O Ministério Público interpôs recurso de constitucionali-dade dessa decisão, nos termos do artigo 70º, nº 1, alínea a), da Lei nº 28/82, de 15 de Novembro. Em alegações no Tribunal Constitucional, concluiu assim:
'1º - Não constitui matéria própria do sistema fiscal, nos termos do nº 2 do artigo 106º da Constituição da República Portuguesa, o estabelecimento de um regime de cobrança das 'taxas de comercialização e outras imposições parafiscais', a favor do IROMA, através do processo de execução fiscal, tramitado pelos serviços de justiça fiscal.

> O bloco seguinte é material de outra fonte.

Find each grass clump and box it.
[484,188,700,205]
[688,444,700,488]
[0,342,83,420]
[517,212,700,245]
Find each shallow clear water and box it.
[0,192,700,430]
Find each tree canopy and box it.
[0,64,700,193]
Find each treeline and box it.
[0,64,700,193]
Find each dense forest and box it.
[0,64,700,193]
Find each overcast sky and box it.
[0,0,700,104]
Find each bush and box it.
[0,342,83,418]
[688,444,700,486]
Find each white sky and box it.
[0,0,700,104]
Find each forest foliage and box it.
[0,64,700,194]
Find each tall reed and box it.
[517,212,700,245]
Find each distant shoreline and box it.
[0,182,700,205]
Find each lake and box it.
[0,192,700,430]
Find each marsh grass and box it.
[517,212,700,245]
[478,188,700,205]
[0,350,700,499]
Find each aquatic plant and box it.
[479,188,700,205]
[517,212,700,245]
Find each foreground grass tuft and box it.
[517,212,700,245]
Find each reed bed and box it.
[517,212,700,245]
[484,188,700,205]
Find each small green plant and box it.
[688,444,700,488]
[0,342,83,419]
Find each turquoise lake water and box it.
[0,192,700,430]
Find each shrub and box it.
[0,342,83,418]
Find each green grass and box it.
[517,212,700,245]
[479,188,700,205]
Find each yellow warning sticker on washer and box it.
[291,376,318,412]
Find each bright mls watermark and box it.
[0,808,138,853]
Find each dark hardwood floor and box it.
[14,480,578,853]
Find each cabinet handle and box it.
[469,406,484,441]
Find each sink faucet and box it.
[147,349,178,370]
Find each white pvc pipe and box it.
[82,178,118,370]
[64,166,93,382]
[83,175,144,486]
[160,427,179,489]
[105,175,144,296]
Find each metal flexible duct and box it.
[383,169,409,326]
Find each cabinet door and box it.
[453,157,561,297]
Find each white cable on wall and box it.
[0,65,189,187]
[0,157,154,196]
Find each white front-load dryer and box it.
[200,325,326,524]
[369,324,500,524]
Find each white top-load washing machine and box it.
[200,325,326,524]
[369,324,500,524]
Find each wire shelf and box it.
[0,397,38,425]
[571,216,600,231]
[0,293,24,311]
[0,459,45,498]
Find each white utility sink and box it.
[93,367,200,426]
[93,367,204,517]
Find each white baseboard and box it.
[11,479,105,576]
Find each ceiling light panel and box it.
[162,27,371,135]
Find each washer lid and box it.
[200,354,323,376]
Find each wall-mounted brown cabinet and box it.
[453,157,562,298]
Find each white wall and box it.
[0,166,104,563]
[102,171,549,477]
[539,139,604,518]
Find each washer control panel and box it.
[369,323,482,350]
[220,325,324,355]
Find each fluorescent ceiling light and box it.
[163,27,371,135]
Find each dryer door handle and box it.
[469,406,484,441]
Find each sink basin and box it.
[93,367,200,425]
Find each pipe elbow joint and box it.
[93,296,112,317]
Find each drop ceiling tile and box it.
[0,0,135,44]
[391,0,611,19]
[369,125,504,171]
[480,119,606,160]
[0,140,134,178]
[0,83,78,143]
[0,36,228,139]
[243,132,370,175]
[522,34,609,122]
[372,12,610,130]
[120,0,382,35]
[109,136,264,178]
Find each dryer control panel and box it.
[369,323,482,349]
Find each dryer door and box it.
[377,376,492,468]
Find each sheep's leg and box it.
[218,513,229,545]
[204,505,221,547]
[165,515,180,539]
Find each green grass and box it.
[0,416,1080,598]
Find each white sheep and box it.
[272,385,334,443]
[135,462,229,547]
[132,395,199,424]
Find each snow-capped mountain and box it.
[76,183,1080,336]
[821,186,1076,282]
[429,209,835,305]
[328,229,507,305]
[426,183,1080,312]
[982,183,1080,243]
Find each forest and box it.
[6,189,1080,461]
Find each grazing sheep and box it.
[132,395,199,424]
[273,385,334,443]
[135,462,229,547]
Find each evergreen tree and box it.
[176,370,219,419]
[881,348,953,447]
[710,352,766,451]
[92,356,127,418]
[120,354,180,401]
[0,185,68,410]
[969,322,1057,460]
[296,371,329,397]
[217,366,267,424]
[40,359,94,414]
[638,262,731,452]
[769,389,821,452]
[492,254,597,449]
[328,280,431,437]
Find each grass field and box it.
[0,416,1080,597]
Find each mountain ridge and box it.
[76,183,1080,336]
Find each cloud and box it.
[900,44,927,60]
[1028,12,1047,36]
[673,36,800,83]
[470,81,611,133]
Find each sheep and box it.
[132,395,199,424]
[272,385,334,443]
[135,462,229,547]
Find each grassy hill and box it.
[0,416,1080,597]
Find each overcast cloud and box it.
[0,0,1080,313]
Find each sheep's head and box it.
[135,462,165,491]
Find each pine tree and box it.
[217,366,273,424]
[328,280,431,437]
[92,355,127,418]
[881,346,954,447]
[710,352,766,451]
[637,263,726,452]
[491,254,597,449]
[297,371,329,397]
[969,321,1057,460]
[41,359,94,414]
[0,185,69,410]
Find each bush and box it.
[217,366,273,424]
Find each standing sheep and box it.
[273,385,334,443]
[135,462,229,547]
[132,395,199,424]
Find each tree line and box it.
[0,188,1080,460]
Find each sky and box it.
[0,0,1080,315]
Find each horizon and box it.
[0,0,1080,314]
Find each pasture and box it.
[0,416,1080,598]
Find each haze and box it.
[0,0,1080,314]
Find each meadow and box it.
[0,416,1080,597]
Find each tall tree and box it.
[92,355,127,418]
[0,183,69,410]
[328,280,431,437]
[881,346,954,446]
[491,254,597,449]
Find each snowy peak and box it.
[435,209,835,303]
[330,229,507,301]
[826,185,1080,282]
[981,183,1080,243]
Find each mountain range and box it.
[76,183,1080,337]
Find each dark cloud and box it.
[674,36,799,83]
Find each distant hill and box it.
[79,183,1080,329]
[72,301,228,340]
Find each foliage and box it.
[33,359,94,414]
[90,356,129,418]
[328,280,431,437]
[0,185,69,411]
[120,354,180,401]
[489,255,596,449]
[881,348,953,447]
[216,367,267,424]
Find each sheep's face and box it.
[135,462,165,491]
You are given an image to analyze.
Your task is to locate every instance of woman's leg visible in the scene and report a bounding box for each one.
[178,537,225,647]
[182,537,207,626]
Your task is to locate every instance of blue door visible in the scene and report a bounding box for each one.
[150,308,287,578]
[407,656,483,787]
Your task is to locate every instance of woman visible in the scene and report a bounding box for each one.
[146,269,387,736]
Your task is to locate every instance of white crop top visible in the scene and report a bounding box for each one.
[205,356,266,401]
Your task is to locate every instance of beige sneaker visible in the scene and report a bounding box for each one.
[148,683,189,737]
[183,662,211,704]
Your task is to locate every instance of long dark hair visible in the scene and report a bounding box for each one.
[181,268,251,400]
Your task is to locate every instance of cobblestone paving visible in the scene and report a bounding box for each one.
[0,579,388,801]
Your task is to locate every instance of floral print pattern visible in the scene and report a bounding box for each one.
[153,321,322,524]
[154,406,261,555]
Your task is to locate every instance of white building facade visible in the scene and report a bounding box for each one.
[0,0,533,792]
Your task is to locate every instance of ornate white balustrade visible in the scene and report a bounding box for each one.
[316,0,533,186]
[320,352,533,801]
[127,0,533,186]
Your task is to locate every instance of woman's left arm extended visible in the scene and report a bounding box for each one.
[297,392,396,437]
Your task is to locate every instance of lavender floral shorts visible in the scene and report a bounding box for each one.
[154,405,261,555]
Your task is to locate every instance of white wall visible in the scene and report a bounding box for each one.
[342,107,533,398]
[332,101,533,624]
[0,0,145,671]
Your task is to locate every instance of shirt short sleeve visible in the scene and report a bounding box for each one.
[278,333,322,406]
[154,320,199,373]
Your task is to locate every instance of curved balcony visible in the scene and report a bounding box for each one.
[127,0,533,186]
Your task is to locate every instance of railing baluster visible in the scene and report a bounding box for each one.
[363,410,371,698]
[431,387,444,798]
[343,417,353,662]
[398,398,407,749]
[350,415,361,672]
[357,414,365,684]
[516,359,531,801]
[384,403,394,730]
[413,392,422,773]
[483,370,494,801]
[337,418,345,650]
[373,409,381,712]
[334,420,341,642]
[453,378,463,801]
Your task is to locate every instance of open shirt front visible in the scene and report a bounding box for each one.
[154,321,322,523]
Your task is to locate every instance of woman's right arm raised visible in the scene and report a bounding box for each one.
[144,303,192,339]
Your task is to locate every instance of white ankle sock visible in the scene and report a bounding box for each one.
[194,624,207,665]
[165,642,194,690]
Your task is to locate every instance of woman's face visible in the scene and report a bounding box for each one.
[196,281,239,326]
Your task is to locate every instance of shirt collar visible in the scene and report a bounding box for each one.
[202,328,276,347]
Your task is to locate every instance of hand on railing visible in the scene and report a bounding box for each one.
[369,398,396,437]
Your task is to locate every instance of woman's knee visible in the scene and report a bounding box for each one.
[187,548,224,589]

2º - Situa-se no âmbito da reserva de competência
legislativa da Assembleia da República o estabelecimento de um regime que contenda, em termos inovatórios, com a delimitação das competências materiais reservadas às diversas ordens jurisdicionais, no caso aos tribunais judiciais e aos tribunais administrativos e fiscais.
3º - Não implica verdadeira inovação, directamente estabelecida em sede de normas atinentes à 'competência dos tribunais', o simples preenchimento e concretização das cláusulas abertas e conceitos indeterminados, usados pelo Estatuto dos Tribunais Administrativos e Fiscais e pelo Código de Processo Tributário (em estrita consonância com o que estava já prescrito no Código de Processo das Contribuições e Impostos) na determinação da competência executiva dos tribunais tributários de 1ª instância, em termos, para efeitos de cobrança coerciva equiparar às dívidas fiscais do Estado os créditos fiscais de que é titular um instituto público, segundo critério materialmente adequado à natureza da dívida e coincidente com o âmbito da reserva material de competência dos tribunais fiscais, tal como veio a ser definido pelo nº 3 do artigo 214º da Constituição da República Portuguesa (na versão emergente da revisão constitucional de 1989).'
II. A norma do artigo 1º, nº 1, do Decreto-Lei nº 235/88, de 5 de Julho, determina:
'A cobrança coerciva das dívidas ao Iroma provenientes da falta de pagamento de taxas e multas decorrentes da sua actividade, quando não pagas dentro do prazo fixado, far-se-á pelo processo de execução fiscal, através dos serviços de justiça fiscal.'
O Tribunal Constitucional, em vários processos, controlou já a norma transcrita que aqui constitui o objecto do recurso. No acórdão nº 501/97 (D.R., II Série, de 13.01.97), entre outros, decidiu que essa norma não é contrária à Constituição da República [redacção da Lei de Revisão Constitucional de 1989]. Primeiro, retomou a argumentação do acórdão nº 268/97, ao considerar a norma-parâmetro do artigo 168º, nº 1, alínea i), da Constituição:
'Este Tribunal já disse, porém, que o sistema fiscal é um sistema de impostos, não incluindo as taxas ou quaisquer outros tributos[...].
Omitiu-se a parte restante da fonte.